Carnivore lowered my saltiness need but not seriously yet.


This. we can never ever compare ancestral food against todays food even tho we ‘keep on tryin’ here’ on this mute point :slight_smile: SO agree.

==========I am a big salter. 6 yrs and going strong and feeling fine on bigger salt intake. I need it point blank. more I try to dump down salt worse I get. I found ME on salt intake. Now I say stop reading what ‘someone recommends to you’ from some guru site. We all can easily, very easily know what our salt intake should be thru personal use and results on our bodies.

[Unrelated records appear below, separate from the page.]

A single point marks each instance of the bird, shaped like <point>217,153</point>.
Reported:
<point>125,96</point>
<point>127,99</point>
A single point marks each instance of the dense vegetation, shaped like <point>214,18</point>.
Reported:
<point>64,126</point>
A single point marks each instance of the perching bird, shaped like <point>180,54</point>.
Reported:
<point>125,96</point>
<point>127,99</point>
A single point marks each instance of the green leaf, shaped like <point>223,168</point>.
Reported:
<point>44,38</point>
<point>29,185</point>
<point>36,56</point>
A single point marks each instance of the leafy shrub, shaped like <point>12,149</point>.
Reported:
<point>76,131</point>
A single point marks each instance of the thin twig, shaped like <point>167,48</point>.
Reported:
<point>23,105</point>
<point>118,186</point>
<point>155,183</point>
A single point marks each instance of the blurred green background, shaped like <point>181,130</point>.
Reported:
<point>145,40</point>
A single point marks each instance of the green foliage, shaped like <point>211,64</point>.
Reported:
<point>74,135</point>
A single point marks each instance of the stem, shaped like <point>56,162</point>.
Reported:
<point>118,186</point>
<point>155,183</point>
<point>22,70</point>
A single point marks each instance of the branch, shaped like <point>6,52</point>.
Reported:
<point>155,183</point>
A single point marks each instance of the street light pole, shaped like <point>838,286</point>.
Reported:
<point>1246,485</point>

Final answer. DO YOU on salt intake as you must. Leave the stupid what others need behind ya and forget it. Now do we need some help sometimes, we sure do on experiences but if ONE DOES SALT on their body and listens to just that, you will never be wrong or who cares if ya don’t fall into some ‘who said what’ vid or post ya say. Doesn’t mean anything :slight_smile:

that is my take on it.

(Bacon is a many-splendoured thing) #11

The only thing I’ve read about salt on carnivore is that some long-term carnivores have found over time that they no longer need to salt their food, and they do just fine. They never say that doing that is right for anyone else; it’s just their own personal experience. As you always say, Karen, “You do you”!

(Bob M) #12

That idea about being dehydrated supposedly came about by studies done by Gatorade and the like.

I see people all the time with huge bottles of water.

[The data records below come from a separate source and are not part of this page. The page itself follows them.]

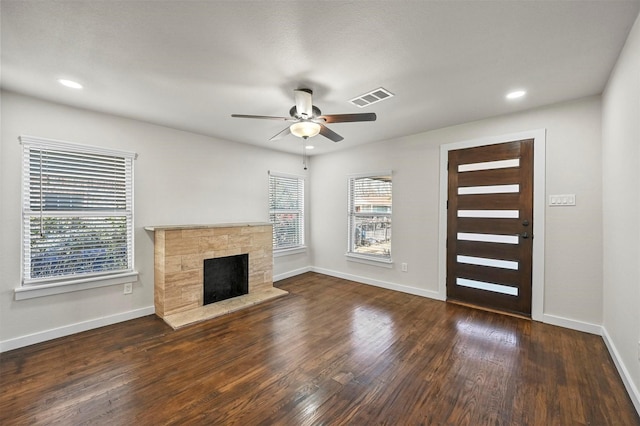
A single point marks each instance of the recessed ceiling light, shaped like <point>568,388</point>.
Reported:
<point>516,94</point>
<point>70,83</point>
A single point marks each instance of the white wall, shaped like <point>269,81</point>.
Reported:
<point>180,178</point>
<point>573,252</point>
<point>621,210</point>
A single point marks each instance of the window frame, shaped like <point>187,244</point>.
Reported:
<point>367,258</point>
<point>301,246</point>
<point>37,287</point>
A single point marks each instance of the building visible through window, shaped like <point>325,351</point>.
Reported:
<point>370,216</point>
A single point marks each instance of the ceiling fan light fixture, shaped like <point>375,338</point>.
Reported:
<point>304,129</point>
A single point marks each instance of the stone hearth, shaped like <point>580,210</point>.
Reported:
<point>180,252</point>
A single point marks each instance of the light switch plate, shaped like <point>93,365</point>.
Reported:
<point>562,200</point>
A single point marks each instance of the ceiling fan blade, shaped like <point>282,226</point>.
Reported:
<point>304,104</point>
<point>264,117</point>
<point>329,134</point>
<point>348,118</point>
<point>282,134</point>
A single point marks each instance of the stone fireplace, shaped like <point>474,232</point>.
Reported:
<point>181,254</point>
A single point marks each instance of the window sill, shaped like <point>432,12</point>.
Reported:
<point>289,251</point>
<point>369,260</point>
<point>32,291</point>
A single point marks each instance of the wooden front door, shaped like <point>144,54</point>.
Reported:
<point>490,226</point>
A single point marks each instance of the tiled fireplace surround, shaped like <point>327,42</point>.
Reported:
<point>180,252</point>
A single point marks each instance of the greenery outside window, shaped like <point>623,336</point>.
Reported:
<point>77,212</point>
<point>370,217</point>
<point>286,211</point>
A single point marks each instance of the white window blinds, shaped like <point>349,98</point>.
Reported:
<point>286,210</point>
<point>370,216</point>
<point>77,211</point>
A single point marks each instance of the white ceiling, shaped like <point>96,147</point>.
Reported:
<point>191,64</point>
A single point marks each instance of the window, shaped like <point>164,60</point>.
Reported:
<point>370,216</point>
<point>286,210</point>
<point>77,213</point>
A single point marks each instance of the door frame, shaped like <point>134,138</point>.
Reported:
<point>539,204</point>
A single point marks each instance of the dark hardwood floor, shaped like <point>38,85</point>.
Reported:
<point>333,352</point>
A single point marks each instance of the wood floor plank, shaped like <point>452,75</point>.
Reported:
<point>331,352</point>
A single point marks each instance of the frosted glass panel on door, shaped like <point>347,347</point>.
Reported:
<point>488,238</point>
<point>489,165</point>
<point>489,189</point>
<point>490,214</point>
<point>484,261</point>
<point>481,285</point>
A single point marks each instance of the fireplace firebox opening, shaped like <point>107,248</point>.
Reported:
<point>225,277</point>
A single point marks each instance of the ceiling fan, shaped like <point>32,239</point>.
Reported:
<point>308,121</point>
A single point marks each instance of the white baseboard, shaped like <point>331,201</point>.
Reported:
<point>632,390</point>
<point>292,273</point>
<point>54,333</point>
<point>572,324</point>
<point>383,284</point>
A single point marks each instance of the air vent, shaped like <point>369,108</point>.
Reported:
<point>371,97</point>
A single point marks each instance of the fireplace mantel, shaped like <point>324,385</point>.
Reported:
<point>180,251</point>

There was a thread on Twitter where a lot of carnivores recorded lower salt intake. I’ve seen Amber O’Hearn argue that this is what SHOULD happen.

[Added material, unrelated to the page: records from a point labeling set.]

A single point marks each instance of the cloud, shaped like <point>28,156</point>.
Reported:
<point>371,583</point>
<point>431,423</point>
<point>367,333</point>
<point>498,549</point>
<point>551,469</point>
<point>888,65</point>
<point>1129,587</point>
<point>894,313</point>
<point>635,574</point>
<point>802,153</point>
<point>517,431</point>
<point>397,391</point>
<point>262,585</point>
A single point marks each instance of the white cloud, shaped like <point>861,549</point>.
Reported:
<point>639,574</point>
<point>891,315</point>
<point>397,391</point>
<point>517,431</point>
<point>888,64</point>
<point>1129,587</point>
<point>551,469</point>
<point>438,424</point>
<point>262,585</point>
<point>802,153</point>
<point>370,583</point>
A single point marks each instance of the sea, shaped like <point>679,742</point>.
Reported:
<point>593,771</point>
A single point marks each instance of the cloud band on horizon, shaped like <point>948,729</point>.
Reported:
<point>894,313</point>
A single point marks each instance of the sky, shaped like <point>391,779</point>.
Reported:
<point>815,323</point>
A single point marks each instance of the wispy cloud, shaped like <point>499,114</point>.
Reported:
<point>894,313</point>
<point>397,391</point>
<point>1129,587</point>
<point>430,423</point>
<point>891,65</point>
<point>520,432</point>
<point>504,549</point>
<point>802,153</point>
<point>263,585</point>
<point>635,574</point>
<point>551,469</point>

But I think there are too many variables, like exercise type, duration, location, temperature, genetics, etc. For instance, I worked out on Thursday in my basement. It’s unheated and in the low 60s down there. I still sweat enough to use a towel.


I think so too.

By the way, I experienced this again today: I made a food with too little salt to my taste - and I still can eat it without problems. It’s so weird, I found not salty enough food inedible in the past… I am definitely changing and it started when I started to flirt with carnivore…
I can eat completely unsalted meat too, I just find it tastier with a little salt. 1g salt for a pound of roast (raw weight) is perfect.
Still didn’t do experiments with truly low salt intake for days but I probably will. I prefer it happening naturally. If I am able to eat mostly fresh meat and eggs, it inevitably will happen as they have very little sodium even if I salt them properly :slight_smile: But my extra items (sausage, cheese, dishes I prefer saltier) always bumped up my sodium intake to the usual level.